Updated: Feb 9, 2019
Symptoms of Neuropathy
Suffering from all types of neuropathy can be extremely painful. Suffers may experience symptoms like a burning pain and a temporary or permanent numbness. You may also, experience symptoms of a tingling, pricking sensation and loss of balance in your hands, feet, arms, and legs. Other possible symptoms include:
Increased sensitivity to touch
Muscle weakness or wasting
Dysfunction in organs or glands
And impairment to urination and sexual function (1).
You may be wondering how this happens. These symptoms of peripheral neuropathy are caused by damage to the nerves. Damaged nerves occur from various reasons including, but not limited to, diabetes, post-chemotherapy, medications, vitamin deficiencies, and idiopathic (unknown reasons).

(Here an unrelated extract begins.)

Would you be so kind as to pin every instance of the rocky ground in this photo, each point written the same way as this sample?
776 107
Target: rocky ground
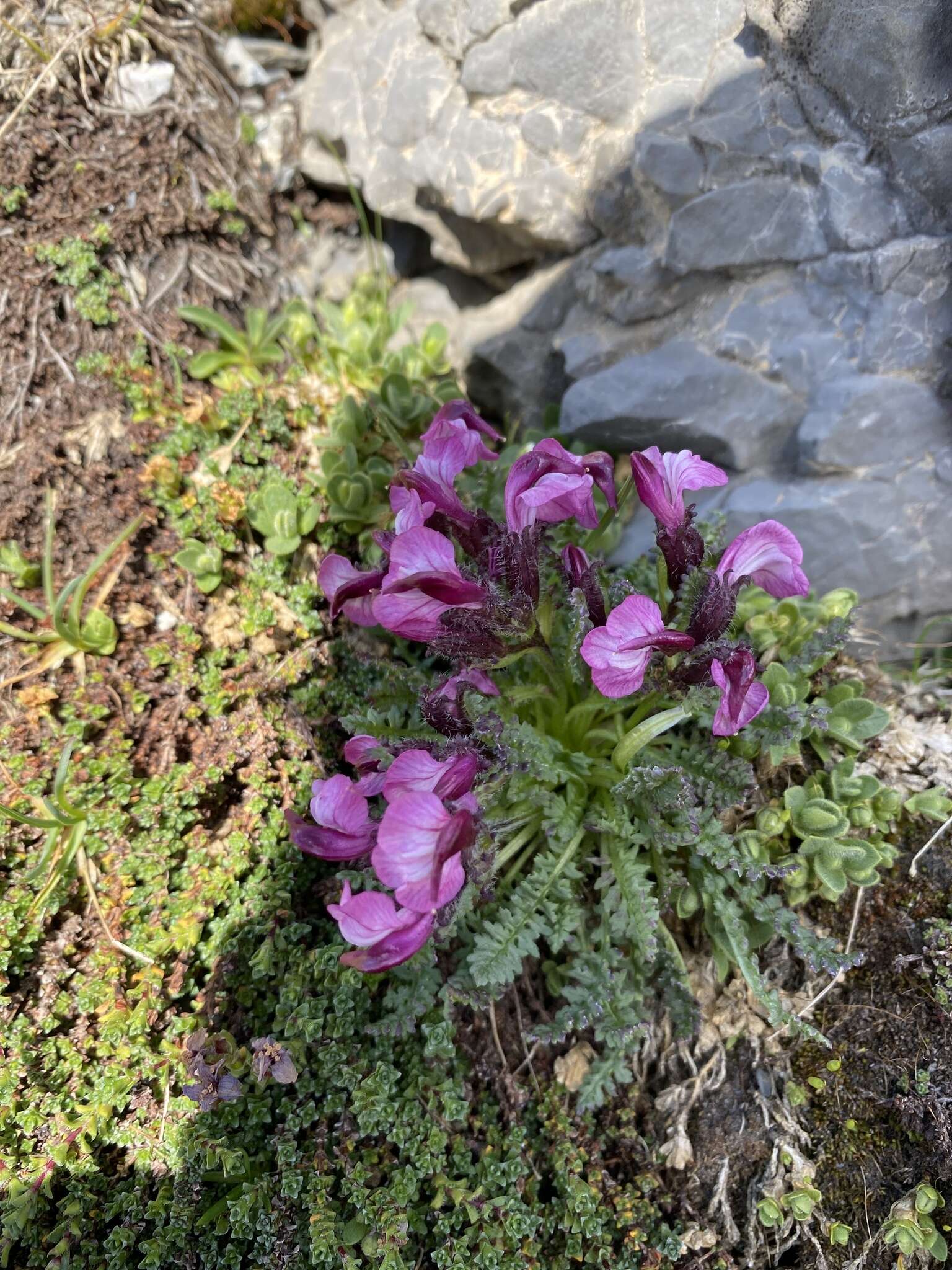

Understanding the Nervous System
To understand how peripheral neuropathy works, it is important to understand how your nervous system works. Your body’s nervous system is divided into two parts. The central nervous system includes your brain and spinal cord. There is also, the peripheral nervous system. This is the part of the body that transmits signals between your central nervous system and the rest of your body.
This peripheral nervous system is divided into two parts. The first is a voluntary or somatic nervous system. This controls all of the functions we are consciously aware of, like moving your hands, fingers and legs. The second is involuntary, the autonomic nervous system. This is the part of the body that controls the functions we are unaware of, like your heartbeat, digestion, and breathing. Neuropathy symptoms can affect both voluntary and involuntary peripheral nerves.
The symptoms of peripheral neuropathy you may experience depend on how these autonomic nerves, sensory nerves, and motor nerves are affected.
Autonomic nerve damage will typically cause digestion problems from neuropathy.
Sensory nerve damage will often cause balance problems.
Motor nerve damage may affect your reflex and movement abilities.
Usually, this begins in the feet because this is the area where the farthest nerve endings are. Peripheral Neuropathy is nerve dependent. As the severity of your neuropathy increases, then it may extend into the more central parts of your body (2).